Clinical outcomes have been shown to be just as good with telemedicine as in-person treatment, according to a Cochrane style systematic review published in 2015.
“Seven studies that recruited participants with different mental health and substance abuse problems reported no differences in the effect of therapy delivered over video-conferencing, as compared to face-to-face delivery,” the review concluded.
Yellowlees was the senior author on one study, “The Empirical Evidence for Telemedicine Interventions in Mental Disorders” which yielded similar results.
“For psychotherapy, we know that the outcomes are at least as good for telemedicine as they are in person,” he says.
Increasingly, major insurers are embracing telemedicine, and most states have laws providing reimbursement for virtual visits (some states ensure a parity with non-telemedicine, traditional clinical evaluations).
Removing Barriers for Rural America
Telemedicine can facilitate addiction recovery services such as virtual group therapy, and increase access to medical experts – a particular challenge for people battling addiction in rural areas.
“The reality is, there are very few psychiatrists and even less addiction specialists who work in rural areas,” Yellowlees says. “You’re the only person who is available so if you weren’t there, they wouldn’t be seeing anybody.”
America’s rural areas actually have a higher drug overdose death rate than urban areas – 17 deaths per 100,000 people in rural areas, vs. 16.2 deaths per 100,000 people in urban areas, according to 2015 statistics (most recent available) from the CDC.
Experts are concerned that rural America will be harmed by the government’s recent decision to abandon net neutrality protections for the Internet.
“It will be very sad if certain areas don’t have as much access to broadband (high-speed Internet) as they do now. I’m strongly opposed to the change,” Yellowlees says. “Whoever the Internet Service Providers (ISPs) are can decide what level of traffic goes where. There may be certain areas that are less competitive and get less broadband.”
“We’re talking about telemedicine being a healthcare infrastructure,” he adds. “If you affect the infrastructure as the FCC has, there may be devastating consequences.”
On the Horizon: Remote Prescribing of Suboxone, Online Recovery Support
One initiative that could be “huge” for helping more people with addiction, Yellowlees says, is remote prescribing of controlled substances such as Suboxone to prevent drug relapse.
President Trump promised to expand telemedicine and allow for remote prescribing of controlled medications when he declared the opioid crisis a national public health emergency on Oct. 26, 2017.
Doctors are still waiting on actions by the Drug Enforcement Administration to increase remote access to Suboxone and other medication-assisted treatment (MAT) for addiction.

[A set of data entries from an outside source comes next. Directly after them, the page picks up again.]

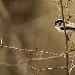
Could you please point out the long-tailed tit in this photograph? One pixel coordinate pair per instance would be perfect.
(59, 25)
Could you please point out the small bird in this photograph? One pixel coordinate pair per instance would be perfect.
(59, 25)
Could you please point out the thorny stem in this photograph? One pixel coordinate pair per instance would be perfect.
(66, 38)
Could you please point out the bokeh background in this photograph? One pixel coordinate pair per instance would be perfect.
(30, 24)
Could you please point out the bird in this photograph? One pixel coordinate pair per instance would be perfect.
(60, 27)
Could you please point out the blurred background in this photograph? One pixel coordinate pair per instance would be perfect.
(30, 24)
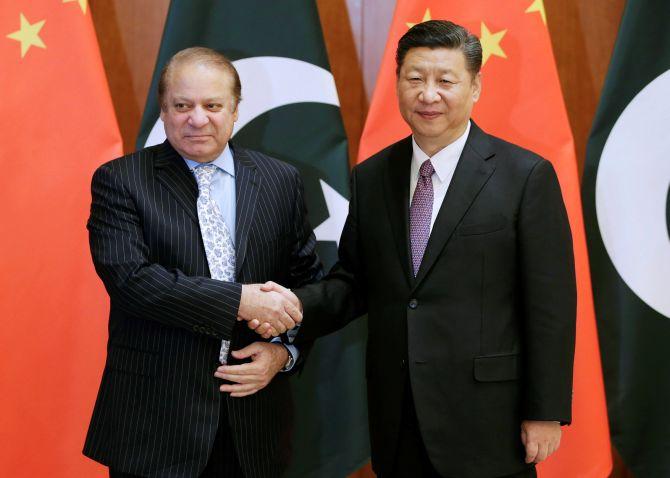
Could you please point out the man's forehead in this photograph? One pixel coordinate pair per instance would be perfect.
(440, 57)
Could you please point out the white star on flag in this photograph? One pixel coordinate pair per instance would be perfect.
(338, 207)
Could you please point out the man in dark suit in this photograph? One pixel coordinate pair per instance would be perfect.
(458, 247)
(175, 231)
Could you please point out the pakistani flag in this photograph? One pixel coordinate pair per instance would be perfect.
(290, 110)
(627, 212)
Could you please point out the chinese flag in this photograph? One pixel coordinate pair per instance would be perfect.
(521, 102)
(57, 126)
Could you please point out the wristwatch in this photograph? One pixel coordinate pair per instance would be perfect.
(290, 362)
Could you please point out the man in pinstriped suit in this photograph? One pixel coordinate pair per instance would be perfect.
(161, 411)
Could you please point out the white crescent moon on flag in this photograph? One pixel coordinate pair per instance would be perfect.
(632, 194)
(269, 82)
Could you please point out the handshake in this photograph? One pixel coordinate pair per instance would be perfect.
(269, 309)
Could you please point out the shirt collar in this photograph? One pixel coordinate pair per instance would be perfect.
(443, 158)
(224, 162)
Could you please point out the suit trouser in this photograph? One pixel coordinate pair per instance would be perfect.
(223, 461)
(412, 459)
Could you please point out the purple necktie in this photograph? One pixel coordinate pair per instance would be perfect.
(420, 212)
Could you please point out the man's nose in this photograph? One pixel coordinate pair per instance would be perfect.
(430, 94)
(198, 118)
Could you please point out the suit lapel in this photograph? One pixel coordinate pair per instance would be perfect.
(172, 172)
(247, 183)
(396, 189)
(472, 172)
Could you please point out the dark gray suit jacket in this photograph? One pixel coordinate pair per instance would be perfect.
(485, 332)
(158, 405)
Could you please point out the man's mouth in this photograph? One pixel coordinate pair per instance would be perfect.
(429, 114)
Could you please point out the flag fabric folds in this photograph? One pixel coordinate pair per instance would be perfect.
(521, 102)
(58, 126)
(290, 110)
(627, 215)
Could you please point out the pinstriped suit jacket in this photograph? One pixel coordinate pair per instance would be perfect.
(158, 405)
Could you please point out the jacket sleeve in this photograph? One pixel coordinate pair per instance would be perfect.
(549, 299)
(148, 290)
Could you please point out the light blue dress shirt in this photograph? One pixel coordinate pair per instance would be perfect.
(223, 192)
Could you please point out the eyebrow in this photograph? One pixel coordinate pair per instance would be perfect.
(423, 68)
(206, 100)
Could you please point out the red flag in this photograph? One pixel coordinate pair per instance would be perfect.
(521, 102)
(57, 126)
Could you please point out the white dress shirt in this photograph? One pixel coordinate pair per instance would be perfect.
(444, 162)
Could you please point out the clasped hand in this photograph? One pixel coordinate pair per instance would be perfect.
(269, 309)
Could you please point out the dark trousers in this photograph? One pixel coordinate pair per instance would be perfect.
(223, 461)
(412, 459)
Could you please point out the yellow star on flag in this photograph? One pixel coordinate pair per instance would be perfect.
(28, 35)
(426, 17)
(538, 6)
(491, 43)
(82, 4)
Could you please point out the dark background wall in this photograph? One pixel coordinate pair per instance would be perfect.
(583, 34)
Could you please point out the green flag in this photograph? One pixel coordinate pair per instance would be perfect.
(626, 206)
(290, 110)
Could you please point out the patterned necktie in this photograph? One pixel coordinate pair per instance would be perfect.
(216, 237)
(420, 213)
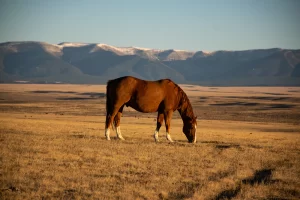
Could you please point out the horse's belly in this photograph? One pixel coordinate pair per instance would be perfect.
(143, 104)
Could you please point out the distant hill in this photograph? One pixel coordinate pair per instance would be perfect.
(39, 62)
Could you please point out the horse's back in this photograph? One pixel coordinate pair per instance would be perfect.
(142, 95)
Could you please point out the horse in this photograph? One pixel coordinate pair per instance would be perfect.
(161, 96)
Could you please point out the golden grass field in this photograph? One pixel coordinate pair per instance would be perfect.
(53, 146)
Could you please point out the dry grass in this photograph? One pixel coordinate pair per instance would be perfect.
(53, 146)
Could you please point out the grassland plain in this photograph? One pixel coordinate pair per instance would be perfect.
(53, 146)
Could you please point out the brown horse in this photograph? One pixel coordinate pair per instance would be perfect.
(162, 96)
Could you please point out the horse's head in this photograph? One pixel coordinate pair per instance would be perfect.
(189, 129)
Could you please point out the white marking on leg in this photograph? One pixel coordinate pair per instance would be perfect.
(107, 132)
(119, 135)
(169, 137)
(156, 136)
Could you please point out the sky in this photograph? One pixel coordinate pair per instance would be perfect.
(160, 24)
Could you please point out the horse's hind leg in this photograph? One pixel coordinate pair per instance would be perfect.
(117, 123)
(110, 116)
(160, 120)
(168, 117)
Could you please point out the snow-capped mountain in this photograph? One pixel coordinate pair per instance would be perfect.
(96, 63)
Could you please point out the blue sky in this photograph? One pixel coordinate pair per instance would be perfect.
(163, 24)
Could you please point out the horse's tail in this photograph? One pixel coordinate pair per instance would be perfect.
(109, 105)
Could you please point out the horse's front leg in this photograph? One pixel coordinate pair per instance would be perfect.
(168, 117)
(159, 121)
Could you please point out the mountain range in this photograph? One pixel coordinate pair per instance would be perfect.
(83, 63)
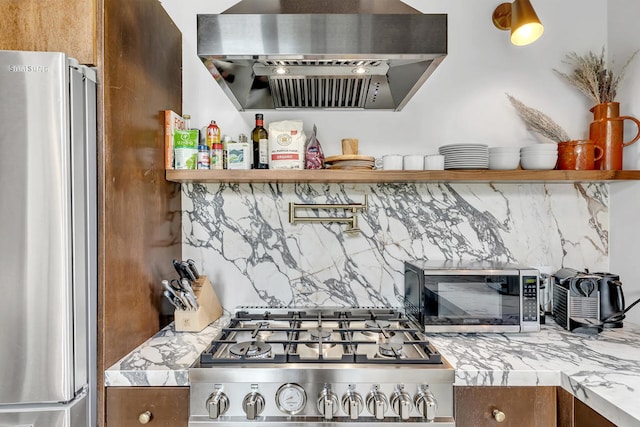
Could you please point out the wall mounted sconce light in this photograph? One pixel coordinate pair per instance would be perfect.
(521, 19)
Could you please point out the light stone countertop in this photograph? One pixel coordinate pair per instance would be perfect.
(601, 370)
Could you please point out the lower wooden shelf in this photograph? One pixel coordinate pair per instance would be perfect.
(375, 176)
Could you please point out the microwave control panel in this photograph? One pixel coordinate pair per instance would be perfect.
(530, 299)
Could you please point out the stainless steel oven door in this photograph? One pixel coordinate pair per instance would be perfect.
(478, 303)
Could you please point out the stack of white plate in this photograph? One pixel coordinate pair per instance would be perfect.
(539, 156)
(465, 156)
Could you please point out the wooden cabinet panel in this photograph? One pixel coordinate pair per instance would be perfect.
(165, 406)
(140, 223)
(587, 417)
(521, 406)
(68, 26)
(574, 413)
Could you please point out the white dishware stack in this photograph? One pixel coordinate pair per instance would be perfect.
(539, 156)
(504, 158)
(465, 156)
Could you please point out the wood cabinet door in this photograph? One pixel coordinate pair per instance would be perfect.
(161, 406)
(68, 26)
(586, 417)
(519, 406)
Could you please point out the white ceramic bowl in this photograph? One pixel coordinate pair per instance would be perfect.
(504, 161)
(539, 161)
(504, 150)
(539, 148)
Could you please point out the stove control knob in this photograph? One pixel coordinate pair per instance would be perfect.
(401, 403)
(253, 403)
(377, 403)
(426, 403)
(352, 403)
(327, 403)
(217, 403)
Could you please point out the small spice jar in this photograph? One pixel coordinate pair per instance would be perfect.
(578, 155)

Yellowlees says the government also needs to fund research on using telemedicine to deliver MAT therapies that reduce drug cravings and keep people in recovery. “That should be a very high priority,” he says.

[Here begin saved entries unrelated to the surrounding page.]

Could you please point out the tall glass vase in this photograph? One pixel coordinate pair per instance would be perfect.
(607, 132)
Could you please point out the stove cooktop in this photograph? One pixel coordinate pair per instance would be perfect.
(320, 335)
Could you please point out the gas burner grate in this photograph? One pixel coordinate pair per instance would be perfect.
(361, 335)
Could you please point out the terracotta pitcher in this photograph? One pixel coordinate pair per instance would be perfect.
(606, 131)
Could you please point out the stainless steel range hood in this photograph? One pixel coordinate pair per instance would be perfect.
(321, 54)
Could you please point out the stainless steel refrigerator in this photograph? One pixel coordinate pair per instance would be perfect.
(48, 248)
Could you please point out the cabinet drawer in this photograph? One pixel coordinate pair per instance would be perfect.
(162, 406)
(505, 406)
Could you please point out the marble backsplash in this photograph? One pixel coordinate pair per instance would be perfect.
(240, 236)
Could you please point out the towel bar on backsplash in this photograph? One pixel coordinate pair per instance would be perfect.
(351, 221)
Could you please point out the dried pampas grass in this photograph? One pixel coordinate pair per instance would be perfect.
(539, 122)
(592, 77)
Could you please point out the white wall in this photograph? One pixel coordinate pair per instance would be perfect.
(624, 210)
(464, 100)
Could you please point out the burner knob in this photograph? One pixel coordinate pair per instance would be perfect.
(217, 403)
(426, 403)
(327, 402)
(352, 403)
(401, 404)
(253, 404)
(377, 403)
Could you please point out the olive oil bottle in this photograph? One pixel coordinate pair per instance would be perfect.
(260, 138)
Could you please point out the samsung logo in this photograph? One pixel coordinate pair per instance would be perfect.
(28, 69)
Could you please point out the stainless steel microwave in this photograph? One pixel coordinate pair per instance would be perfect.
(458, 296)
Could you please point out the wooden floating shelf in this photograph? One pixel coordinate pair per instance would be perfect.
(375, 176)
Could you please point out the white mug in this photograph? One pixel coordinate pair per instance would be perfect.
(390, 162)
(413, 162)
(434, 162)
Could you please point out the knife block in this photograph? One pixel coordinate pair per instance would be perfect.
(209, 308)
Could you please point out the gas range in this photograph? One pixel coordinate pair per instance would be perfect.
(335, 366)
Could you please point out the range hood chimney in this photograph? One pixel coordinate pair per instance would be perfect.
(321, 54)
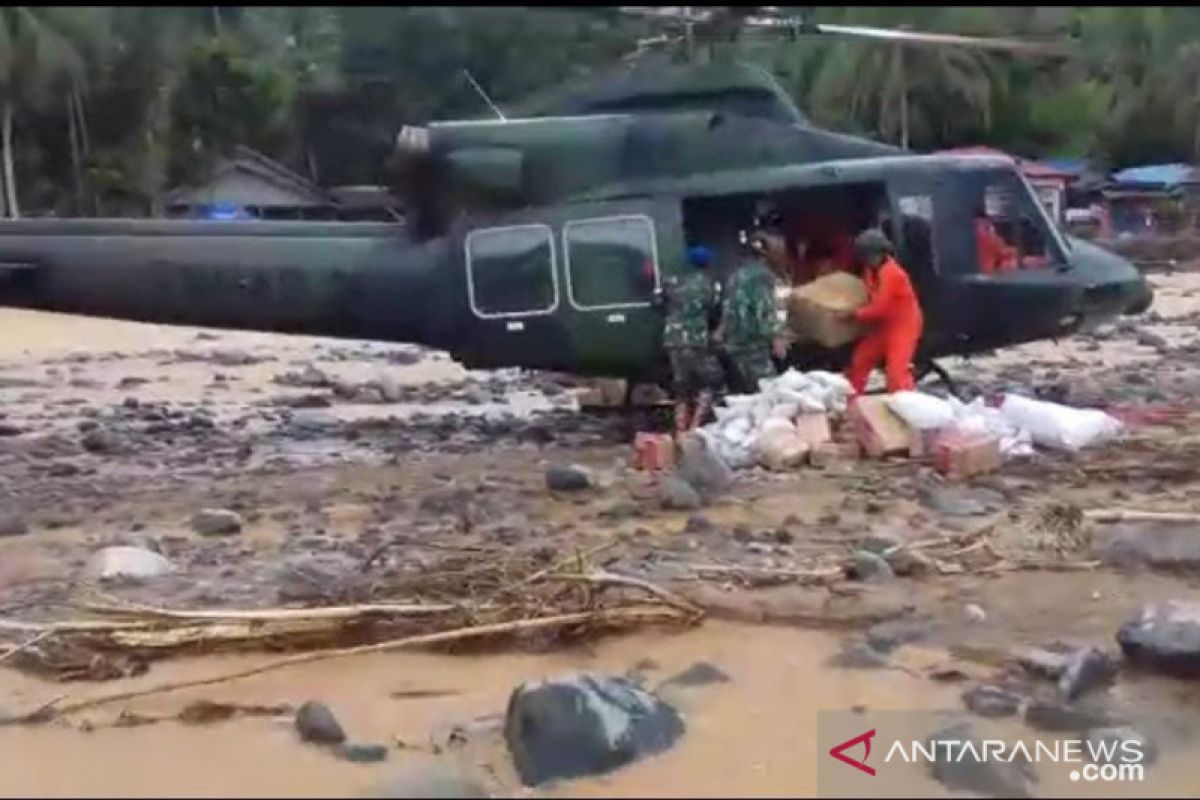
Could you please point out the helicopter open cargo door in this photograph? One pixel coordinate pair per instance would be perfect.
(570, 287)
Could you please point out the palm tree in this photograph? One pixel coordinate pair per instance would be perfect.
(41, 50)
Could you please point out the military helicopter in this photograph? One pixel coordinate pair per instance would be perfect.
(538, 239)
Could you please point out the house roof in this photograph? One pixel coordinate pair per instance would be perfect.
(277, 184)
(1163, 176)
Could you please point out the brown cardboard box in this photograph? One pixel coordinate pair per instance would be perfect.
(963, 456)
(814, 429)
(816, 310)
(879, 431)
(833, 452)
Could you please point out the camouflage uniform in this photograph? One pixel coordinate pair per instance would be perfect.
(694, 367)
(749, 324)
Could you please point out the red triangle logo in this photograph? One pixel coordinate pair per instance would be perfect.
(839, 752)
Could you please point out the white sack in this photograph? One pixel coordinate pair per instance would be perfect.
(1060, 427)
(922, 411)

Science-based behavioral interventions are increasingly available as telehealth programs. One example is Drinker’s Checkup, which helps people reduce or eliminate alcohol. Another web-based intervention is CBT4CBT, which uses the principles of Cognitive Behavioral Therapy (CBT) to teach relapse prevention skills.
“I think it’s a wonderful way of helping more people get access to this evidence-based approach. It’s hard to find a good CBT therapist in a lot of settings, and it’s particularly hard in rural areas and for under-served populations,” said CBT4CBT creator Kathleen Carroll, M.D., in an interview about the program for drugrehab.org in 2014.
“It’s also much less expensive than a live therapist,” Carroll added. “All you need is Internet access, and the program is always there, 24/7.”